Start a Doughnut Business

We’re working on this.  Let us know what your think and what’s missing.  You have to start someplace.


Doughnut shop selection. Photo by Paul Holloway

It seemed like the local doughnut shop was going to be extinct soon as more and more people have been substituting a trip to the premium coffee shop for a trip to the doughnut shop.  But even though we have an “obesity crises,” Krispy Kreme and Dunkin Doughnuts have announced that they are back in expansion mode.  Both companies expand through franchising.  We thought that we would look into this because there is a lot of intrest in opening a doughnut shop.  But it looks like it’s becoming a competitive business, and to buy a franchise you need to have a lot of cash.  The actual equipment does not cost that much, but you pay for the rights to be part of the franchise.

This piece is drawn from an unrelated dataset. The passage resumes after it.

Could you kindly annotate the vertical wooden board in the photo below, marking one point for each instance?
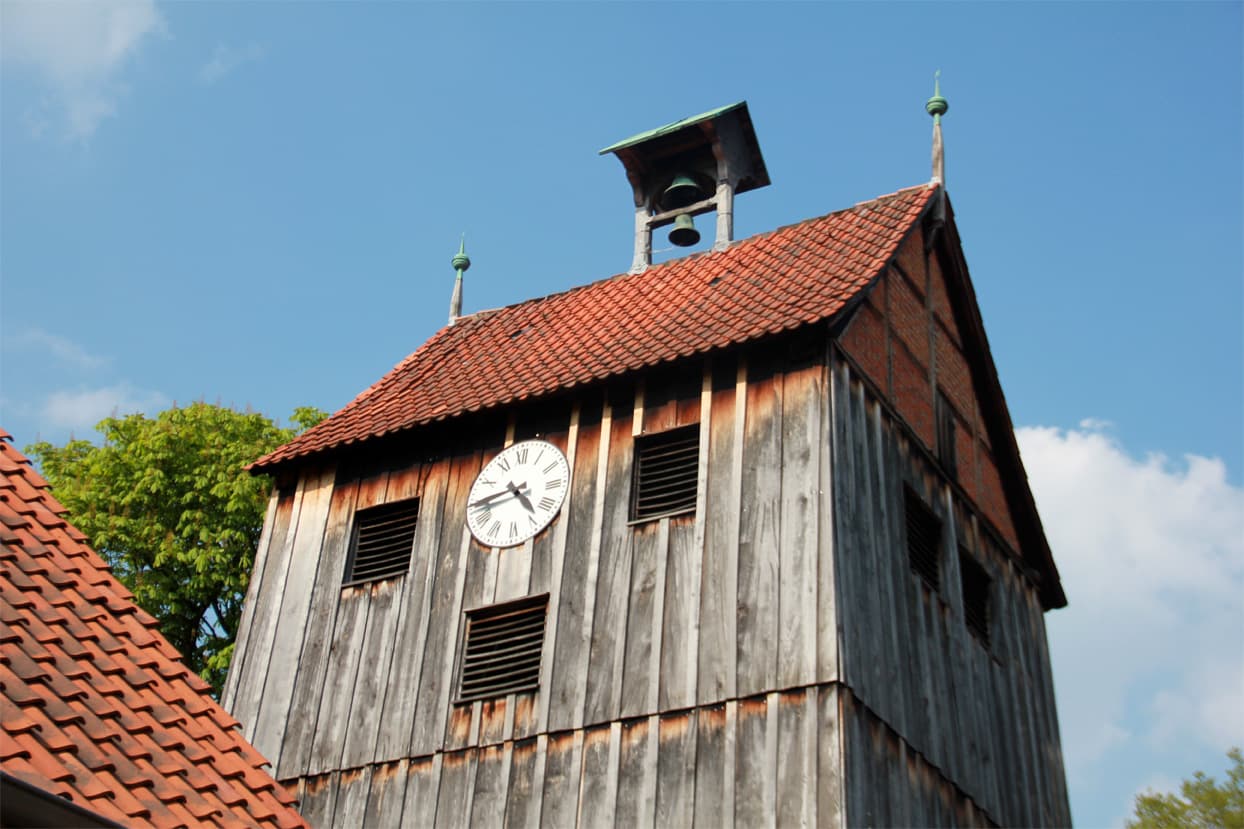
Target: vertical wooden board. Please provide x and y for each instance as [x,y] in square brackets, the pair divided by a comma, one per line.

Making Donuts in a Donut Shop

But you don’t have to be a master chief to make doughnuts.  The process at many shops had been designed so that a worker with little training.  As you can see in the video below, the doughnut mix comes in what appears to be a 25pound bag.  You add water and mix.  Then the mix is put through an extruder and fried.  The video below shows a machine, but others make them by putting the mix into an extruder (like the type that’s used to make pancakes), and plopping the mix right into a frier filled with hot oil.  Doughnuts are made fast compared to baked goods.  Doughnut robots, illustrated in the video, take from 60-90 seconds to produce a doughnut, and even some smalar models can make 56 doughnuts/hour.(fn1)  After the after the doughnuts come out of the frier, frosting is added, or they are dipped in a sugar glaze.


It’s all about the Doughnuts at Krispy Kreme

While other chains have tried to go after those who will pay $3.50 for a good cup of joe, Krispy Kreme has kept its business model focused on one thing–great doughnuts.  Although Southern California is not listed as one of their expansion areas we did notice that they did a press release announcing that they will be expanding and a new KK has opened up in Chino.  So we suspect that it will not be long until they have more opportunities in Southern California.   If you are one of the lucky few to be selected as a franchisee, you can be sure that you will have a line out the door because of their doughnuts’ reputation.  But they are not exactly giving franchises away.  They require a 2 mil net worth and at least 1 mil in liquid assets.  They also want someone with experience in a food franchising business.

Franchise Website

The chain has had a troubled past because it expanded too fast.  The craze seems to have peeked in the mid-200’s when the chain had $665.6 in sales and over 400 locations.  The powers that be on wall street considered the store to be a growth company with great prospects.  But the chain has been criticized for crowding too many stores in each market, and eventually sales growth declined.    And soon you could buy a KK doughnut everywhere–the grocery store, gas stations, air ports.   They were not special. ( See this Wikipedia Article for more info )  Lately they seem to have been focusing on international expansion, and a more calculated expansion within the US.

As of Jan 2013 they have 238 stores in the US and are profitable again.  Including international stores they have 740 and would like to expand to 1,300 by 2017.  Their new growth strategy involves an new model factory store where customers can see the doughnuts being made; and less on having availability everywhere.  LA Times Article

Dunkin Doughnuts

Dunkin had been in California but closed up shop in the late 90;s.  This chain plans to get back into the Southern California market by opening up Franchises.  According to this LA Tims article, they plan to have 150 locations by 2015, and eventually have 1,000 franchises in the golden state.  To get involved, according to their website , you need to have a minimum net worth of $500,000 and liquid assets of at least $250,000.  You also need some business experience, preferably in food service.  They do not disclose the franchise fees, or royalties franchisees are charged on their website.  And it is possible that they vary based on location.

This franchise has been emphasizing the quality of it’s coffee to take market share from Starbucks.

Winchell’s Doughnuts

This chain was purchased by Yum Yum Doughnuts in 2004, but still operates under the Winchell’s name.  Especially in So Cal where it is has been know for a long time.  As with the other chains, they are trying to branch out by re-defining themselves as a destination for premium coffee.  And some locations also serve sandwiches.  According to their website, they are seeking franchisees in Southern OC, Riverside, and San Diego (LA seems to be missing from the list).  You need to have a minimum net worth of $200,000 and at least $75,000 in liquid assets.  Borrowed money does not count toward these requirements.  You are required to own or be able to lease an appropriate location.  They are looking for about 1,000-1,2000 sq ft with adequate parking and signage.  They take about 8% of your gross for fees.

Another possibility is that you could buy an existing business.


Yum Yum Doughnuts

The franchise info seems to be identical to that of Whichell’s above.

If it seems like we don’t know what we’re talking about, that’s because we don’t.  Note that we’re not experts, so your comments would be helpful.